Les entreprises sont de plus en plus réticentes à se faire coter. Un mauvais signe pour l’économie.
Les tempêtes financières éclatent souvent dans un ciel d’azur. C’est très exactement la situation aujourd’hui. D’un côté, les Bourses mondiales enchaînent les records historiques, de l’autre, la croissance mondiale subit un ralentissement synchronisé sous l’effet des mesures protectionnistes. La paralysie de l’activité industrielle s’étend aux services et l’investissement productif s’est effondré. Les profits ont chuté de 4,1 % en un an aux Etats-Unis alors que l’endettement des entreprises explose.
L’envol des marchés d’actions relève donc d’une grande illusion qui masque le malaise des investisseurs. Sous l’ascension des cours pointe en effet une désaffection croissante pour les actions. Les introductions en Bourse sont à l’arrêt, les fusions en recul de 15 % depuis le début de l’année et les entreprises cotées rachètent massivement leurs actions (plus de 1 000 milliards de dollars pour le S&P 500 en 2018). Surtout, la fuite hors de la Bourse s’emballe : en dix ans, le nombre d’entreprises cotées est passé de 8 000 à 4 300 aux États-Unis et de 10 000 à 8 000 en Europe.
Alors que la Bourse doit être au service de l’économie, c’est désormais l’économie qui est au service de la Bourse. Les entreprises, loin de lever des fonds pour financer leur développement, arrosent leurs actionnaires de dividendes. La valorisation des entreprises est faussée par le rétrécissement du marché et par l’afflux de liquidités qui alimentent une bulle spéculative des cours sans rapport avec la valeur des sociétés.

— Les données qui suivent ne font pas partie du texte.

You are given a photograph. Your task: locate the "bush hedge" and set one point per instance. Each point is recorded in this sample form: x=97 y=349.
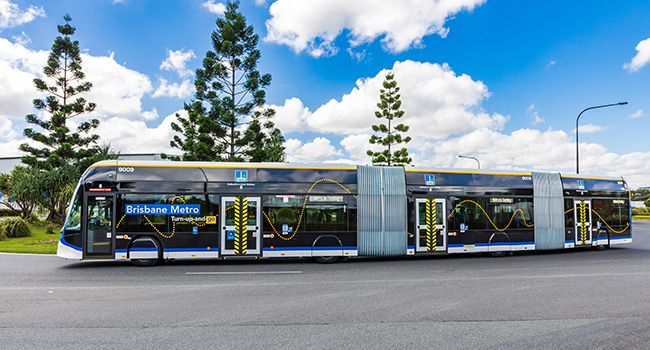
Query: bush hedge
x=10 y=212
x=14 y=228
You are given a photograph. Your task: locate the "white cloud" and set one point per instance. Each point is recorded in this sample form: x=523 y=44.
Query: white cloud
x=181 y=90
x=291 y=116
x=6 y=129
x=216 y=8
x=11 y=15
x=313 y=26
x=437 y=103
x=22 y=39
x=357 y=146
x=134 y=136
x=176 y=61
x=534 y=114
x=18 y=68
x=320 y=149
x=117 y=90
x=642 y=57
x=637 y=114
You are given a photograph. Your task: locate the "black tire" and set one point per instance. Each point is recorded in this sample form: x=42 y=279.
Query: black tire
x=327 y=259
x=148 y=262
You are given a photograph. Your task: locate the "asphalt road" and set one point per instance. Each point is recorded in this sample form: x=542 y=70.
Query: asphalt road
x=574 y=299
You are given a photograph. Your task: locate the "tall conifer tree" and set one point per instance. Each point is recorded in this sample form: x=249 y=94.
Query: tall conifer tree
x=65 y=154
x=390 y=110
x=62 y=146
x=230 y=82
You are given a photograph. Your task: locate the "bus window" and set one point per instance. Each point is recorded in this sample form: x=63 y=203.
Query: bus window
x=284 y=210
x=73 y=221
x=468 y=211
x=72 y=228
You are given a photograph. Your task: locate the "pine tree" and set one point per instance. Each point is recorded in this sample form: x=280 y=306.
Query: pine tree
x=266 y=143
x=233 y=87
x=65 y=154
x=199 y=132
x=389 y=109
x=61 y=145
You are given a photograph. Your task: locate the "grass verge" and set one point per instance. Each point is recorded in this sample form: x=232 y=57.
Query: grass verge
x=38 y=243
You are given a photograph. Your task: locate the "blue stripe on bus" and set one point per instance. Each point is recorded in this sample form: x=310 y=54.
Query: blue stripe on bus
x=69 y=245
x=623 y=237
x=308 y=248
x=188 y=250
x=490 y=244
x=143 y=249
x=502 y=243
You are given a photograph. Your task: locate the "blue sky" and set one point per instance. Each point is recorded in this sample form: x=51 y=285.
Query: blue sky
x=499 y=80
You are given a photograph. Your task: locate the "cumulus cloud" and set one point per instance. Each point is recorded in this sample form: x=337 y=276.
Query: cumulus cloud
x=176 y=61
x=6 y=129
x=127 y=135
x=12 y=16
x=117 y=90
x=320 y=149
x=181 y=90
x=214 y=7
x=291 y=116
x=437 y=103
x=534 y=114
x=18 y=66
x=313 y=26
x=642 y=57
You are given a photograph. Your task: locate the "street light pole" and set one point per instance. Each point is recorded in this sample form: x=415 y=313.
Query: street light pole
x=578 y=143
x=479 y=163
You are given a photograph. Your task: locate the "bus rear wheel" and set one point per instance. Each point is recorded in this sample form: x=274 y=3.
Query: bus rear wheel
x=327 y=259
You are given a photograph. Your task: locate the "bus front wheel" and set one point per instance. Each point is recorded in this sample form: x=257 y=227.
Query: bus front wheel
x=147 y=242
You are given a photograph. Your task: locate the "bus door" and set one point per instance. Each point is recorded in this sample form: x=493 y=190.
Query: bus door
x=241 y=226
x=582 y=215
x=430 y=225
x=99 y=225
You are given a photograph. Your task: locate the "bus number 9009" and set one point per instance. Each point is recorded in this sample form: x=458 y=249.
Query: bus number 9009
x=125 y=169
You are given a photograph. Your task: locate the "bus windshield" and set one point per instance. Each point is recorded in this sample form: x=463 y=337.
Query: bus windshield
x=73 y=221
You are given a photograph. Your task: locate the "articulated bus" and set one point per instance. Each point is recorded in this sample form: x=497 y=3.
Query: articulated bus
x=150 y=212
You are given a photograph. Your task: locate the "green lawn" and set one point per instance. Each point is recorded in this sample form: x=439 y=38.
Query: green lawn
x=38 y=243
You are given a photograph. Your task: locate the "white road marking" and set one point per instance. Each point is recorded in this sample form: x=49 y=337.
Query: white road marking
x=244 y=273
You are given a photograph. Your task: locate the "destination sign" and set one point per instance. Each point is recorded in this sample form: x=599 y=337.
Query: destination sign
x=162 y=209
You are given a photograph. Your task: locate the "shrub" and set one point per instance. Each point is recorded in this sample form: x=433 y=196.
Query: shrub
x=9 y=212
x=51 y=228
x=15 y=227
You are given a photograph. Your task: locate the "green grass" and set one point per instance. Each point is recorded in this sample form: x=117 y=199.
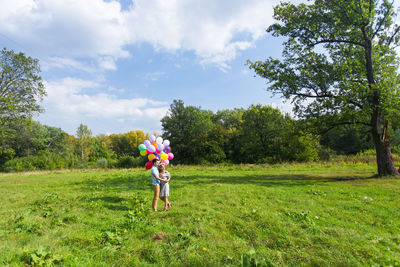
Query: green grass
x=284 y=215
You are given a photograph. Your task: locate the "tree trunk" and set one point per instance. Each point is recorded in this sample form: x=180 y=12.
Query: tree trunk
x=382 y=147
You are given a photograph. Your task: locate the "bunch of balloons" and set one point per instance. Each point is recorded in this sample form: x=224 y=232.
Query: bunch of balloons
x=156 y=147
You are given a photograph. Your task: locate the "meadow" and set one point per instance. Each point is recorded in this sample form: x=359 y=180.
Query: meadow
x=228 y=215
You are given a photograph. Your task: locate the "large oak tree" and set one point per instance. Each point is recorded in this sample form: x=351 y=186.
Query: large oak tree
x=339 y=65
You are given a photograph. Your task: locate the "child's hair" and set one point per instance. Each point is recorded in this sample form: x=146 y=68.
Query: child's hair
x=162 y=165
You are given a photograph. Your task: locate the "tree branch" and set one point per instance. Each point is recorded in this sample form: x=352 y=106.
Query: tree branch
x=336 y=41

Enfin, l’anticipation de la conjoncture se trouve biaisée par le surplomb politique, les marchés ne tenant plus compte des données économiques.
Les raisons du dépérissement de la Bourse sont évidentes. Tout d’abord, les coûts de la cotation ont explosé avec le renforcement des réglementations, quand les avantages pour les entreprises ont disparu puisque les exigences de retour vers les actionnaires interdisent la conduite de stratégies de long terme et pénalisent la recherche comme les opérations de croissance externe. Ensuite, le private equity, qui mobilise aujourd’hui plus de 2 000 milliards de dollars, offre une solution en apparence idéale en mettant à la disposition des entreprises d’immenses ressources financières pour investir et réaliser des acquisitions. Et ce avec des taux de rendement largement supérieurs aux principaux indices boursiers. Enfin, les stratégies d’assouplissement quantitatif du crédit poursuivies par la Fed depuis 2009 et la BCE depuis 2014 ont créé une bulle des dettes publiques et privées, quasiment gratuites, au détriment des marchés d’actions.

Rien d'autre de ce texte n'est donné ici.